Separating each function in a stub (for ring 3) and skeleton (ring 0) part (with the system call handler acting as dispatcher) might improve the readability of your code structure. It may also be advisable to employ the write system call in a OutputStream compatible wrapper to retain the simple and accustomed output functionality.

2. Fast System Calls

While interrupt-based system calls are fairly easy, they cause significant overhead leading to a notable performance degradation. To overcome this issue, lightweight mechanisms like sysenter/sysexit (Intel) and syscall/sysret (AMD) have been introduced. Due to compatibility reasons x64 systems use the latter one.

Preparation

To prepare your system for those fast system calls, you should start by adjusting the GDT according to the required layout described in Intel's manual at 5.8.8 Fast System Calls in 64-Bit Mode for Model Specific Register MSR_STAR. The pointer to a new assembly entry function (calling the system-call-handler already implemented for the interrupt-based variant) needs to be assigned to MSR_LSTAR. In MSR_SFMASK you can define all bits which should automatically be cleared from the flags register upon executing syscall (the 9th bit,interrupt enabled", might be an excellent idea). And above all: don't forget to enable the syscall instruction by setting the MSR_EFER_SCE bit in the ExtendedFeature Enable Register".

Attention
To return from the kernel during a fast system call, you have to use the instruction o64 sysret in NASM (without the o64 only a 32-bit sysret will be performed)!

Passing Arguments

Arguments can be passed by register, similar to the interrupt-based approach. However, the rcx register (4th parameter) is also used by the syscall instruction – maybe you can work around this issue by switching the parameter to another (scratch) register?

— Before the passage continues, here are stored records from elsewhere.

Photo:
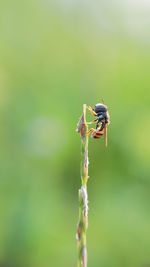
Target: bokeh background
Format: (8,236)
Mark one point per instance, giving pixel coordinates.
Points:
(54,57)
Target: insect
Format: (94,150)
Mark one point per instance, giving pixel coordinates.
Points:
(102,121)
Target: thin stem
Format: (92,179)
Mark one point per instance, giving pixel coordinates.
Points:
(83,196)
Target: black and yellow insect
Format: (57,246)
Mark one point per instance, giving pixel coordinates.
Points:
(102,121)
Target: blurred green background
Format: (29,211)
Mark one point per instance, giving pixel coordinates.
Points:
(54,57)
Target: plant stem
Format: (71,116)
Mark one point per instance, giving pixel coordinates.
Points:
(83,196)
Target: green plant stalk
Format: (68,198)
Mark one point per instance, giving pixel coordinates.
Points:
(83,196)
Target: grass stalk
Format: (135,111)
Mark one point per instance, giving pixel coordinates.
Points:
(83,195)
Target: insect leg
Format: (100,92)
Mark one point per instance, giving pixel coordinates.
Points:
(92,130)
(92,122)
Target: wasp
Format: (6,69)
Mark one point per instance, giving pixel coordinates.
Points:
(102,121)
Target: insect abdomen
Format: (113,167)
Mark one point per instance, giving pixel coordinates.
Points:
(97,134)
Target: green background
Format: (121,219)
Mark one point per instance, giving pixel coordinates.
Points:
(54,57)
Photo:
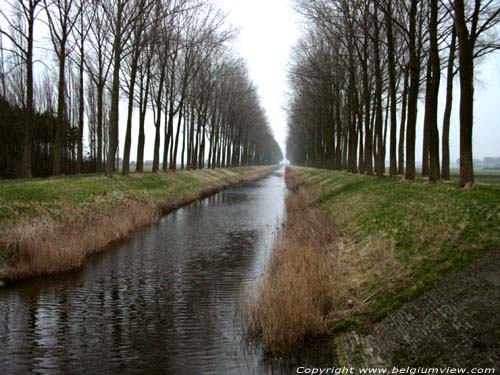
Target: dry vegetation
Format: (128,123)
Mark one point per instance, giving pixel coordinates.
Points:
(44,236)
(354,248)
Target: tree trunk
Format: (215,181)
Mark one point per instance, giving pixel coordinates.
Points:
(447,110)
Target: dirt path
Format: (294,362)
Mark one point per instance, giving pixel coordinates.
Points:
(456,323)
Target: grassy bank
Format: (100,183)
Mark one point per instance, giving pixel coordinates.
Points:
(357,247)
(51,225)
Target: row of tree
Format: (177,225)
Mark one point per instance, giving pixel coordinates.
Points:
(168,60)
(360,70)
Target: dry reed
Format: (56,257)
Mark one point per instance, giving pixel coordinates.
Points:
(42,245)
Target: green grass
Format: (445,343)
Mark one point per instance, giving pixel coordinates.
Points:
(427,231)
(21,199)
(57,222)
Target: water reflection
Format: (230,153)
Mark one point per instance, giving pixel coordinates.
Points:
(162,302)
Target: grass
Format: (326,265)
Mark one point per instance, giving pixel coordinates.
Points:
(51,225)
(390,240)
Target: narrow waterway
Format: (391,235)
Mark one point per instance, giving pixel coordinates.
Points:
(164,301)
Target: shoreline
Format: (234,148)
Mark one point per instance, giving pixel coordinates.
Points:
(356,249)
(61,233)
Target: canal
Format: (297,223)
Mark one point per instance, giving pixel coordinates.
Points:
(165,301)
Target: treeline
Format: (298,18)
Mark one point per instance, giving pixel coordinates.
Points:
(360,71)
(167,60)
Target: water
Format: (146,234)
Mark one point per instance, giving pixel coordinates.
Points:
(162,302)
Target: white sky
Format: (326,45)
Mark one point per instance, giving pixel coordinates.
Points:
(269,30)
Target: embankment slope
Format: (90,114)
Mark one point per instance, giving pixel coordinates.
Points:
(52,225)
(365,247)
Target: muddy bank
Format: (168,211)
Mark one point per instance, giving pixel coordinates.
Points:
(51,226)
(359,252)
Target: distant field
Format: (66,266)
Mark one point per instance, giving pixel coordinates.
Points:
(482,176)
(365,246)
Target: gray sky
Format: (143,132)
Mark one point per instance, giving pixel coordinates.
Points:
(269,30)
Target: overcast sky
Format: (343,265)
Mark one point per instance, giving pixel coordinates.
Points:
(268,31)
(270,28)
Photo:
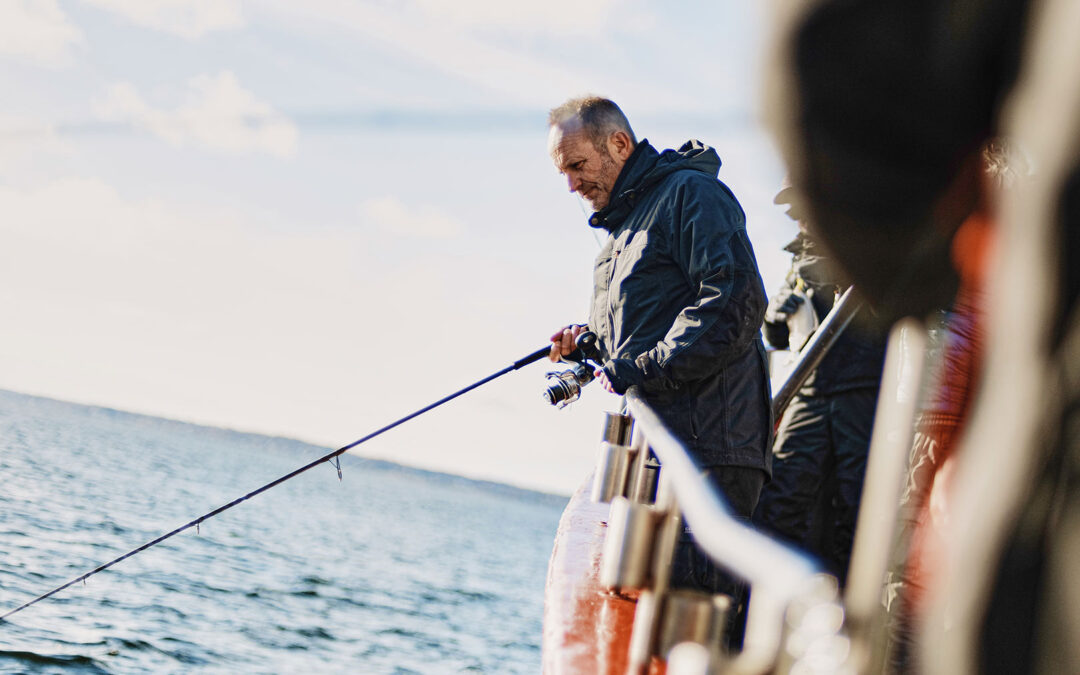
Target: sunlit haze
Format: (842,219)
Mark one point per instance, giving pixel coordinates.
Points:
(311,218)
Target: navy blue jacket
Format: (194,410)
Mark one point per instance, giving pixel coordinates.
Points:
(678,304)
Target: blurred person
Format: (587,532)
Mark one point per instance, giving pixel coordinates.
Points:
(819,457)
(677,305)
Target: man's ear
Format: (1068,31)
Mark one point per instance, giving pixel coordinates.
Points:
(620,146)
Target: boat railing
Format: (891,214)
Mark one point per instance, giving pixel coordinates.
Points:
(795,613)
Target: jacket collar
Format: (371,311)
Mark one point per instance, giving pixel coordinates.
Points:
(628,187)
(646,167)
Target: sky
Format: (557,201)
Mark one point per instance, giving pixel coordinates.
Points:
(310,219)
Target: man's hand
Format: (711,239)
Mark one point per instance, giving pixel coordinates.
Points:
(562,342)
(604,381)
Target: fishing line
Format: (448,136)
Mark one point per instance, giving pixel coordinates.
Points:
(537,355)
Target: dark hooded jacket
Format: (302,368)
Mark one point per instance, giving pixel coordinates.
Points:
(856,358)
(678,302)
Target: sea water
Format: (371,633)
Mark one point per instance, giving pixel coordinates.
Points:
(391,570)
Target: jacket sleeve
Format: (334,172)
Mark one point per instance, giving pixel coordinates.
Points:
(709,242)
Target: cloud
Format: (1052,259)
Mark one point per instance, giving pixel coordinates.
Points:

Functionality provided by the System Calls

Each fast system call should provide the same functionality as the corresponding interrupt-based one. To distinguish between them you can prefix them with something like fast_. You probably want to use a custom test function to validate the passing of the maximum number of parameters.

For the extended exercise, you have to introduce an additional system call

void nop(void);

for both variants – which does exactly what you would expect from its name: no-operation, nothing. Its only purpose is performance analysis (see below).

Benchmark (7.5 ECTS)

Use your benchmark experience gathered in the previous assignment to measure the performance of both variants using the nop system call. Bear in mind that some of the proposed instructions might not work in ring 3.